Looks like a likely solution to my Vista problems...
Does one create a virtual machine and then install the operating system onto that virtual machine? So I need to either go purchase XP to install on the virtual machine or use the Win2k that I already own.
How bad is the performance hit? Do you have to have drivers for the virtual machine OS that support the actual hardware or does it use the existing Vista drivers?
I'm excited. Perhaps I can continue to use some of my old engineering tools without rewriting them all.
Might be. I certainly won't install Vista or any other Windows, native on the hardware, ever again.
> Does one create a virtual machine and then install the operating system onto that virtual machine? So I need to either go purchase XP to install on the virtual machine or use the Win2k that I already own.
Correct. One creates a VM, using VMware's tools, and then boot that just like you'd boot a desktop with a blank hard drive. Insert your OS CD and install just like on a desktop.

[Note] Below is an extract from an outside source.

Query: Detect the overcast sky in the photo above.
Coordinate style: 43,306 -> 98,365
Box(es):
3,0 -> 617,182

>How bad is the performance hit?
Unnoticeable in general, because it's running in native x86 code. There may be a small hit for access to virtualized peripherals, but I haven't seen anything more than 5% or so even at the worst.
> Do you have to have drivers for the virtual machine OS that support the actual hardware or does it use the existing Vista drivers?
I don't know about Vista as a guest, haven't done that one yet. But in general, the hardware is virtualized by the host VMware software, so that the guest OS only sees what it is shown by VMware's layer.
There's a "VMware Tools" package that installs into the guest OS that takes care of a lot of handy things like dynamic resizing of the desktop space, etc.
> I'm excited. Perhaps I can continue to use some of my old engineering tools without rewriting them all.
That's a good thought. I'm a happy VMware customer, but as others have pointed out, there are competing products worth checking out too.